How the SA302 form can help you if you are self-employed

Self-employment is on the increase in the UK, according to the Office for National Statistics.

From the start of the economic downturn in 2008 up until the end of 2012 a total of 367,000 people became self-employed – 60% of them making the move between 2011 and 2012.

Many of those becoming self-employed are doing so in order to bring in extra income – people saving for their first house for example.

However, those applying for a mortgage must prove their income, causing many to worry about a lack of adequate financial records.

Normally, if you’re employed the situation is fairly straightforward – the lender will want to see evidence that you’re able to make the repayments, usually in the form of payslips and bank statements.

If you’re self-employed, a lender will normally ask you to provide a business account going back two years – along with a copy of your SA302 form. Which begs the following question…

What is an SA302 form?

Once you have submitted your accounts for the year, HMRC will respond by sending you an SA302 form.

This states how much tax you owe or have overpaid by – effectively a calculation from HMRC showing your total income.

It’s also an accurate way to ensure that the income declared on a mortgage application is correct.

If you are self-employed or a small business owner, your best bet is to order a copy of the form right at the start of your mortgage application. You can do this by contacting HMRC.

Applying for the SA302 form

Your accountant may have this on file already or can request one on your behalf. If you don’t have a copy then you’ll have to order one from HMRC.

You can do this by calling HMRC on 0845 900 0444 and requesting for the form to be posted.

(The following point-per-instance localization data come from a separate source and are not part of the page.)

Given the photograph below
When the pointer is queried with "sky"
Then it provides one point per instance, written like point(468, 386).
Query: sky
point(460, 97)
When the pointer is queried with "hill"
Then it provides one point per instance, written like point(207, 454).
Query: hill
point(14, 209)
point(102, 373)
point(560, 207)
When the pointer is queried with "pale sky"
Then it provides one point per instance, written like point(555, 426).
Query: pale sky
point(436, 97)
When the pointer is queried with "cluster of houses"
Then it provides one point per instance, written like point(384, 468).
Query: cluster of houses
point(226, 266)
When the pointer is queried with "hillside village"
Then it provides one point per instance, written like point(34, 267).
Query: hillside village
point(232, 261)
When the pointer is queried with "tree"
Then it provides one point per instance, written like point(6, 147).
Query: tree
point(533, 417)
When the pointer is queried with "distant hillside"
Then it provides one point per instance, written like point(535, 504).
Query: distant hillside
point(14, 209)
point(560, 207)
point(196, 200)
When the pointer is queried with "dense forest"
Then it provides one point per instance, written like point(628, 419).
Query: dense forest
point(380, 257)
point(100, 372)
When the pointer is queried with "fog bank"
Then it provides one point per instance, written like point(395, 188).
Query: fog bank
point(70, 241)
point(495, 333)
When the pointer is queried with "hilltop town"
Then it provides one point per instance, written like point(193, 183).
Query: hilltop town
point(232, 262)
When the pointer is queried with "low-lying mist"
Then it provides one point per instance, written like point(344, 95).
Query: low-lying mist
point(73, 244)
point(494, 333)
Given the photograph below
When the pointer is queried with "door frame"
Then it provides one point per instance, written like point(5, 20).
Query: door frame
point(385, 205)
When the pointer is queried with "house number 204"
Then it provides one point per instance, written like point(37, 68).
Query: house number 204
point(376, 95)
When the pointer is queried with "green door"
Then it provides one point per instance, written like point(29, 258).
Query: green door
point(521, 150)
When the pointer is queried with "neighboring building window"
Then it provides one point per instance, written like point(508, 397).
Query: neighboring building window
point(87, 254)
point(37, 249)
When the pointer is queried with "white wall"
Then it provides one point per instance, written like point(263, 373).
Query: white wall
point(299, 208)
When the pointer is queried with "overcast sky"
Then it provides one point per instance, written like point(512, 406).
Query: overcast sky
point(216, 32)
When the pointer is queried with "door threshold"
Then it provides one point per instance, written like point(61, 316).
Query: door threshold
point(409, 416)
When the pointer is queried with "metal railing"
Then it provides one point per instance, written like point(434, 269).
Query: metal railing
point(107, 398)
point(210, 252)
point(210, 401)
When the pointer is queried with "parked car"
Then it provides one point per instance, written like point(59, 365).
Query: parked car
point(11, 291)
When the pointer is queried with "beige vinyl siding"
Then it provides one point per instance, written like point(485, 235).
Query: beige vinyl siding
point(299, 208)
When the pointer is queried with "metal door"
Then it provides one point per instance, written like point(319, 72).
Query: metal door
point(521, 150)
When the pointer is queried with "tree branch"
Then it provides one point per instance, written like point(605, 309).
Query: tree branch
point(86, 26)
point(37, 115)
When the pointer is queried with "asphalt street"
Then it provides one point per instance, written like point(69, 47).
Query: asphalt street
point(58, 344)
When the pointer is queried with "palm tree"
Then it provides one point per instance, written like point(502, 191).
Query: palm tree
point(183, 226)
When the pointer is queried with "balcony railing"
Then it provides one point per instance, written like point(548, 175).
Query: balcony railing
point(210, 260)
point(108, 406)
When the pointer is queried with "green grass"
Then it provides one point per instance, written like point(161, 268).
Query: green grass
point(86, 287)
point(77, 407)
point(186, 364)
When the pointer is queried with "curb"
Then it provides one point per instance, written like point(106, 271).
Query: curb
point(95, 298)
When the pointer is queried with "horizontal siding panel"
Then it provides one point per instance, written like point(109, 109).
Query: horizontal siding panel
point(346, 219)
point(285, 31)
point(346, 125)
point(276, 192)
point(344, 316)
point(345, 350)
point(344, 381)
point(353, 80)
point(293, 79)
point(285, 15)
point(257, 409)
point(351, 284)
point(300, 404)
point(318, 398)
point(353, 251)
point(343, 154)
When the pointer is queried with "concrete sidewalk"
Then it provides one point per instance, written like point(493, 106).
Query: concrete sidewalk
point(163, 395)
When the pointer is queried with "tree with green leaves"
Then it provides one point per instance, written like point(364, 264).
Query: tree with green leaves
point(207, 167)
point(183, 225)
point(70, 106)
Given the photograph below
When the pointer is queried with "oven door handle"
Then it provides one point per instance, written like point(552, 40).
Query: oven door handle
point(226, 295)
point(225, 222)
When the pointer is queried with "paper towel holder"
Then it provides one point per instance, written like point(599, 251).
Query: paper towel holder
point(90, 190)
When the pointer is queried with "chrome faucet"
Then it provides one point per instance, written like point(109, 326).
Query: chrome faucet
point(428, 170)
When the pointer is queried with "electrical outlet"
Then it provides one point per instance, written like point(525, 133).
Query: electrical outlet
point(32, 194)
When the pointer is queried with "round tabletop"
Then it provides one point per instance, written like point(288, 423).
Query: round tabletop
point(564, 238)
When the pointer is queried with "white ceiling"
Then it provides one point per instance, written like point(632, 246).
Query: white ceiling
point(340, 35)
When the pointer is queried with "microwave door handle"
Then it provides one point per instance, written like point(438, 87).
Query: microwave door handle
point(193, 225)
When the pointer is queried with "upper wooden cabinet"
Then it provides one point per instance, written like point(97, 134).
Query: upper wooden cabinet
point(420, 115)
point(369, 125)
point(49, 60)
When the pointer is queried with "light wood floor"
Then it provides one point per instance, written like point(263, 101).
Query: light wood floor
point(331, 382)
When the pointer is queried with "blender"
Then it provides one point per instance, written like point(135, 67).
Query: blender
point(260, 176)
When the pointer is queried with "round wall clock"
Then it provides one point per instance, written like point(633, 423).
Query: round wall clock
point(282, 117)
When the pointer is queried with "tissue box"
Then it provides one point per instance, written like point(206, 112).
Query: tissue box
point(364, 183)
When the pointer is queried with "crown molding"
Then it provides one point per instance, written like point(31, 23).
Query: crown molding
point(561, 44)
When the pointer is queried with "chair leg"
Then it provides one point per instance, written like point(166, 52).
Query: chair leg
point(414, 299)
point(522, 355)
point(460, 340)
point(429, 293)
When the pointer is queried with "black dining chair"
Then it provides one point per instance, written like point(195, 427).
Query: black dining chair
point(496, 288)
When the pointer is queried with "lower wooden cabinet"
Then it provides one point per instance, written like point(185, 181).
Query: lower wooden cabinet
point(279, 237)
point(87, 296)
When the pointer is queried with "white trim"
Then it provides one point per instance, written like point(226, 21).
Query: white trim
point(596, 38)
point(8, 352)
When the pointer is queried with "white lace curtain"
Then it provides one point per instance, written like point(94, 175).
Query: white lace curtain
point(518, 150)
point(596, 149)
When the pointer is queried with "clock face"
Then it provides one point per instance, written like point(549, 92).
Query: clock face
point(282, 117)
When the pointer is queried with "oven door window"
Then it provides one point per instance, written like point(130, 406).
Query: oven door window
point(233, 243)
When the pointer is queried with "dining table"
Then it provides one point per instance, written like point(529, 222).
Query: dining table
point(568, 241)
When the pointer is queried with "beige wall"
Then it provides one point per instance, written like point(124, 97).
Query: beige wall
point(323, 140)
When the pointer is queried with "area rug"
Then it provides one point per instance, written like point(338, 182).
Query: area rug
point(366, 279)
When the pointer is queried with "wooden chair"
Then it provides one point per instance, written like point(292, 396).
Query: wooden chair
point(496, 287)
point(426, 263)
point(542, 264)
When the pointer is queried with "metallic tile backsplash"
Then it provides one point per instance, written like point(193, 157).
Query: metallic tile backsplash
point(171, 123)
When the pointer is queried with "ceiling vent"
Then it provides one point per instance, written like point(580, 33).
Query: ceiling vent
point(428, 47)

Make sure you’ve ticked everything off on the following checklist – don’t wait all that time on hold listening to music only to be told you don’t have the right information to hand.

You’ll need:

  • Full name and address of the person applying for an SA302 form
  • Date of birth
  • 10 digit individual tax code
  • National Insurance number

Remember as well that HMRC are notorious for taking their time so don’t give them a reason to dawdle.

Get everything you’ll need for the application. That means getting the figures right so check with your lender if you’re unsure.

It’s also worth getting a reference for the application so if you feel the process is taking too long you can chase it up with HMRC. Don’t relent either – get the operator’s direct line if you can.

One last thing to remember: if you’re self-employed you may have National Insurance contributions on the calculation.

Can’t wait that long?

chartered accountant’s letter confirming your income may be accepted as an alternative – but letters from other qualified accountants may not.

Please speak to your lender to see what they require and make sure your accountant is chartered (a member of the ICAEW).